Der angefochtene Beschluss kann auch nicht auf § 124 Nr. 3 ZPO gestützt werden. Abgesehen davon, dass er sich
nicht auf diese Norm stützt, liegen derer Voraussetzungen ebenfalls nicht vor.
Nach dieser Vorschrift kann das Gericht die Bewilligung von PKH aufheben, wenn die persönlichen und
wirtschaftlichen Voraussetzungen für die PKH nicht vorgelegen haben. Zwar ist auch diese Vorschrift nicht nur
anwendbar, wenn es um die Aufhebung der PKH-Bewilligung insgesamt geht, sondern auch dann, wenn die
wirtschaftlichen Voraussetzungen für die Ratenfreiheit oder Ratenhöhe nicht vorgelegen haben (Philippi, a.a.O., Rdnr.
11 zu § 124). Eine Änderung bzw. Aufhebung der Bewilligungsentscheidung kann aber dann nicht erfolgen, wenn dem
Gericht, das PKH gewährt hat, ein Fehler bei der Würdigung der vollständigen und richtigen Angaben bezüglich der
wirtschaftlichen Verhältnisse unterlaufen war (Philippi, a.a.O., Rdnr. 13 zu § 214; Hartmann, a.a.O., Rdnr. 48 zu §
124, jeweils mit zahlreichen Nachweisen).

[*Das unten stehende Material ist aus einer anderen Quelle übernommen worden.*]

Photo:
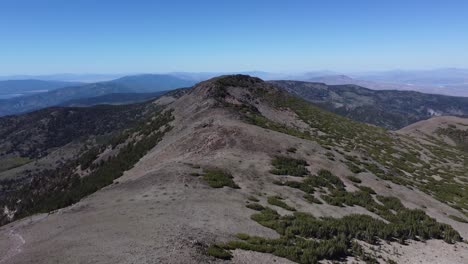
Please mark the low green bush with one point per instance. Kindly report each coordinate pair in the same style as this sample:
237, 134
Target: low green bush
218, 252
277, 200
289, 166
354, 179
217, 178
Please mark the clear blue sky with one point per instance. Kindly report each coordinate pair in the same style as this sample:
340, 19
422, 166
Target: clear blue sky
97, 36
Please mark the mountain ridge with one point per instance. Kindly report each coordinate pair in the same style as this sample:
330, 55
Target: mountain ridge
235, 173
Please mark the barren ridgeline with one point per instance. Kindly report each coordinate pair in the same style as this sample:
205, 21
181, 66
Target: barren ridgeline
237, 170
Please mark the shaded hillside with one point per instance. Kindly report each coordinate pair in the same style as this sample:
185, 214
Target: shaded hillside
130, 84
239, 171
443, 130
386, 108
113, 98
25, 87
122, 98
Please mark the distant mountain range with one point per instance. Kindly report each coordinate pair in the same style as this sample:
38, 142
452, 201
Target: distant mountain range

§ 124 Nr. 3 ZPO dient nicht dazu, fehlerhafte gerichtliche Entscheidungen außerhalb der Rechtsmittelfrist von Amts
wegen zu revidieren. Ansonsten wäre der Vertrauensschutz beeinträchtigt, den eine Partei/ein Beteiligter einer
gerichtlichen Entscheidung entgegenbringen darf (Hartmann, a.a.O.). Der aus den §§ 45 Abs. 2 Sozialgesetzbuch
Zehntes Buch, 48 Abs. 2 Verwaltungsverfahrensgesetz, 116 Abs. 2 Landesverwaltungsgesetz Schleswig-Holstein
herzuleitende Rechtsgedanke findet hier Anwendung. Wenn der Gesetzgeber schon rechtswidrigen begünstigenden
Verwaltungsakten vertrauenschützende Wirkung beimisst, muss das erst recht für begünstigende gerichtliche
Entscheidungen gelten.
Die Kostenentscheidung beruht auf den §§ 73a SGG, 127 Abs. 4 ZPO. Dieser Beschluss ist nicht mit der
Beschwerde anfechtbar (§ 177 SGG).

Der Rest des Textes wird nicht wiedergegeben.